When Mertyle caught her reflection, she began to shriek.

Chapter Eighteen:

Ick

M
ertyle tried to pull out the fuzzies, but they couldn’t be pulled out. Boom tried too, grabbing a tuft from under Mertyle’s ear, but he only managed to make Mertyle shriek louder. She cried and cried, running around the room like a lunatic as she grabbed at her fuzz-covered skin. The baby flicked her tail a few times, then turned up the volume on the remote control. Apparently a talk show about weight loss was more interesting than Mertyle’s plight. Boom was beginning to really dislike the creature.

“Mertyle? Is this one of your wishes?” Boom asked.

“Huh?”

“Did you wish to actually be sick?”

She pulled at some wrist fuzz. “Do you think I’m crazy?
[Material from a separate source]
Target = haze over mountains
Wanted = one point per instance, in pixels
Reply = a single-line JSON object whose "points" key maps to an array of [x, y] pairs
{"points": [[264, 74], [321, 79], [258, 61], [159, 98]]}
Why in the world would I wish to
actually
be sick?” She grabbed the magnifying glass and examined her arm. “It’s growing right out of my skin! It’s so itchy.”

“You look like my goldfish,” Winger said. Winger didn’t usually say things that made no sense. Boom assumed that, in light of the shocking situation, Winger was simply having a brain fart.

“That’s so mean,” Mertyle cried, her face turning red. “That’s just a horrible thing to say.” But Boom strongly disagreed. Telling Mertyle she looked like a goldfish, though it made little sense, was actually a compliment at the moment. What she really looked like was a giant dandelion seed ball.

“I didn’t — didn’t mean it like that,” Winger stammered as Mertyle started to cry again. “I said you look like my goldfish because my goldfish has Ick. It’s a goldfish disease. He’s all covered with white fuzz too, just like you. It’s some kind of fungus.”

“Fungus?” Mertyle’s eyes widened and she pulled at her hair again. “I’m covered in fungus?” She had faked fungus before, but it had infected only her nostrils. This was the real thing, Boom realized with that sinking feeling that comes when the truth punches you in the gut. Mertyle was sick — disgustingly sick. “How could I have gotten Ick?”

The baby started to smash the remote control against the bed frame.

“You caught it from
that,
” Boom said, pointing at the mer baby. “It’s some kind of mermaid disease.” That totally made sense. Mertyle had been the one carrying the baby around. The creature had slept in her bed. No one else had fuzz.

“There’s medicine for Ick,” Winger said. “I gave some to my goldfish, but I used it all up.”

Mertyle grabbed Winger’s shoulders, panic breaking her voice. “You’ve got to get me some of that medicine. I can’t let people see me like this.” What people? Mertyle never left the house. It wasn’t like she had guests dropping in unexpectedly. It wasn’t like she gave parties or anything.

“Uh, Mertyle, there’s something I forgot to tell you,” Boom said. “Daisy Mump has invited you to give a party here, tomorrow, for her weirdo doll club.”

“What?” Mertyle now looked like a
crazed
dandelion seed ball. “Here? Tomorrow? Sunday?”

“She thinks you’ve got some kind of mermaid doll and she wants it.”